Study of synaptic plasticity is not only important for understanding normal brain function such as learning and memory but also is necessary for identifying the underlying causes of many neurological and mental diseases. A tractable model system for investigating synaptic plasticity is long-term presynaptic facilitation of sensory-to-motor neuron synapses in Aplysia, an elementary form of learning and memory. Long-term facilitation requires signal transduction from the neurotransmitter 5-HT to the nucleus for activation of gene transcription by the cAMP- responsive element binding protein (CREB). All along the signaling pathway inhibitors operate to prevent memory formation in the absence of adequate stimuli. These inhibitors are degraded by the ubiquitin-proteasome pathway. Our overall goal is to determine how the ubiquitin-proteasome pathway functions to remove proteins that inhibit long-term facilitation and to understand the important regulatory checkpoints in this pathway. An earlier discovery showed that the regulatory subunit of the cAMP-dependent protein kinase is degraded by the ubiquitin pathway to make the kinase persistently active. Our hypothesis is that modulation of the regulatory complexes attached to the enzymatic core of the proteasome contributes to the increased degradation of R subunits and other substrates. Our recent preliminary data indicate that two subunits of the regulatory part of the proteasome play a critical role in the formation of long-term facilitation. We also have direct evidence for removal of CREB 1b, a CREB repressor, by the ubiquitin-proteasome pathway. The proteolysis of CREB 1b occurs during a time window preceding CREB activation. Our results indicate that the activity of the enzyme that targets CREB lb for proteolytic removal is regulated by phosphorylation.

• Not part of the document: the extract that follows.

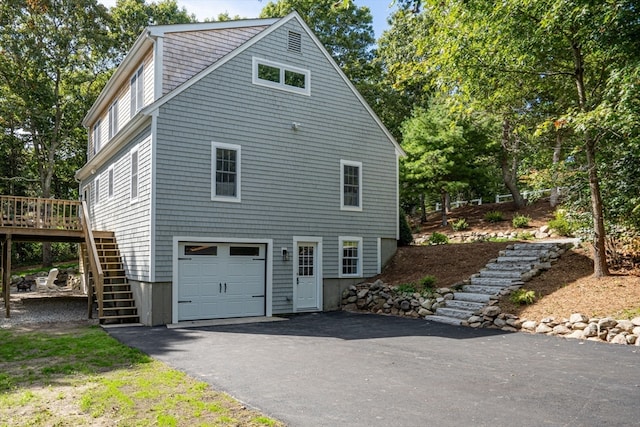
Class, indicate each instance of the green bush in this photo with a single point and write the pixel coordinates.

Our first aim i s to show that the up-regulation of two proteasome regulatory subunits plays an important role in induction of long-term facilitation.
Our second aim i s to isolate and study the enzyme that targets CREB 1b for degradation and to demonstrate that it plays a critical role in inducing long-term facilitation. The concept that the ubiquitin-proteasome pathway operates to determine the threshold for gene induction by CREB and consequently threshold for formation of long-term memory could be widely applicable to understanding other forms of neuronal plasticity. Our approach that uses a combination of molecular, cellular and electrophysiological techniques would enable us to gain novel insights into the mechanisms underlying synaptic plasticity. Since alterations in CREB activation as well as the ubiquitin- proteasome pathway are seen in several abnormalities of the brain, these insights would be useful for identifying the causes of neuronal dysfunction as well as designing therapeutic interventions.